Motorola Inc, the world's second-largest cellphone maker, on Tuesday launched five new low-end handsets priced at less than US $100 in order to expand in developing markets such as India, China, and Africa.
Demand for entry-level phones has been booming in heavily populated markets such as India, the world's fastest-growing mobile market, and China, the world's largest market by subscribers.
Motorola's expansion in low-end markets is critical for the company to boost its market share and close the gap with industry leader, Finland's Nokia Oyj. Nokia sells twice as many phones as its US rival and makes one out of every three mobiles sold globally, analysts said.
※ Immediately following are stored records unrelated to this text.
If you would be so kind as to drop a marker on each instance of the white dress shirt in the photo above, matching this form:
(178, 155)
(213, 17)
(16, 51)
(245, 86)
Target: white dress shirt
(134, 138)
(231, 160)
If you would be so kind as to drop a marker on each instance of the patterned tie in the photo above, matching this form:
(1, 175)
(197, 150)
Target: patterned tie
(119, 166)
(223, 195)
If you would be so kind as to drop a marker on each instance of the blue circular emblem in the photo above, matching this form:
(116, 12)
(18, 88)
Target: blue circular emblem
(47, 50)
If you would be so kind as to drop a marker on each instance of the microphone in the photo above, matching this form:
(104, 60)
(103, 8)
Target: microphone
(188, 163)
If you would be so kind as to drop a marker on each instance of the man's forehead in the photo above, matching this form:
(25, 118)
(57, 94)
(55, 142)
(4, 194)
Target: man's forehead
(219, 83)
"There's a population of about three billion in the high-growth markets of Africa, Middle East, Southeast and Southwest Asia, with relatively low mobile penetration rates," Allen Burnes, Motorola's Corporate Vice President for High-Growth Markets, told Reuters in an interview.
Motorola unveiled two clamshell, entry-level colour phones - the W220 and W375 - which will be available in retail outlets in the July-September and October-December quarters respectively.
Both models offer text and picture messaging, have built-in radios and alarm clocks, but the W375 comes with a tiny digital camera as well. The slender, candy bar-shaped W208 - about 1.5 cm thick - also offers a colour display, speakerphone and a "lantern" or torchlight function. It will hit store shelves in the fourth quarter.
The CDMA (Code Division Multiple Access) models - the monochrome W170 and colour-screen W210 - are also candy bar-shaped, and will start shipping in the third and fourth quarters respectively. Both phones measure only 1.46 cm thick, reminiscent of Motorola's clamshell RAZR, which is about half an inch, or 1.4 cm, thick.
Burnes added that Motorola's new handsets would cater to first-time cellphone users as well as low-income users who were looking to upgrade. The global mobile industry has reached over two billion subscribers last year, research data showed.
In the January-March quarter, Nokia had a global market share of 32.8 percent, versus 20.1 percent for second-ranked Motorola, according to data from research outfit Strategy Analytics.